In general, a specific catalyst system is required to produce highly crystalline polypropylene. The catalyst system to produce such polypropylene requires a stereo-regulating agent or external donor. Well known external donors that are used to produce highly stereo regular materials are dicyclopentyldimethoxy silane and diphenyldimethoxy silane. However, these donors significantly reduce the efficiency of hydrogen, which is used as a chain transfer agent in the polymerization. As a result, in a commercial manufacturing facility, the use of these donors limits the polymers produced to low melt flow rates.
U.S. Pat. No. 4,522,994 to Chiba et al describes highly crystalline, high melt flow rate polypropylene produced using a Ziegler-Natta (ZN) catalyst in a slurry process. Although U.S. Pat. No. 4,522,994 claims to have achieved a combination of high crystallinity and high melt flow rate, it does not address the content of xylene solubles in the material as a measure of crystallinity. Further, the slurry process used in U.S. Pat. No. 4,522,994 results in extraction of a significant amount of the solubles produced in the polymerization. Hence, the high total crystallinity of the material is achieved by removing non-crystalline material produced in the process, rather than by controlling its formation in the first instance. This not only reduces the yield from the polymerization, but also creates an additional waste handling issue.
U.S. Pat. No. 6,323,150 to Kojoh et al describes ZN catalysts containing a combination of two internal donors. The first internal donor is either a polycarboxylic acid compound or a polyether. The second internal donor compound is also either a polycarboxylic acid compound or a polyether. The catalysts described in U.S. Pat. No. 6,323,150 are disclosed as being capable of producing olefin polymers of high stereo regularity. However, all of the examples provided in U.S. Pat. No. 6,323,150 describe polymers produced using a slurry process.
Liquid phase polymerization processes can be grouped into two general types; bulk processes and slurry processes. Both the bulk process and the slurry process are described by Ser van der Ven in “Polypropylene and Other Polyolefins”, © 1990, Elsevier Science Publishing Company, Inc., pp. 119-125. Both the slurry process and the bulk process are described as operating with a suspension of growing polymer particles in a liquid. In the case of the slurry process, the liquid is an inert solvent, such as hexane. In the case of the bulk process it is liquid monomer. U.S. Pat. No. 4,522,994 and U.S. Pat. No. 6,323,150 both describe polymers produced in a so-called slurry process.
Another means of achieving a high melt flow rate in a polymer is through post polymerization treatment with a vis-breaking agent to reduce the average molecular weight of the polymer and thus increase the melt flow rate. However, this method necessitates an additional process step and negatively affects the molecular weight distribution Mw/Mn of the polymer. It also creates additional xylene soluble material, which negatively affects the properties of the material.
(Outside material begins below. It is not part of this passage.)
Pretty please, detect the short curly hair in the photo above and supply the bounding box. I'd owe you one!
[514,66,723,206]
It would therefore be desirable to provide a process for producing a highly crystalline, high melt flow rate polypropylene using a bulk liquid process. In such a process, the crystallinity, xylene solubles and melt flow rate of the polymer would be controlled by the selection of catalyst and polymerization conditions. Thus the need to extract or wash out solubles, or perform vis-breaking operations would be eliminated.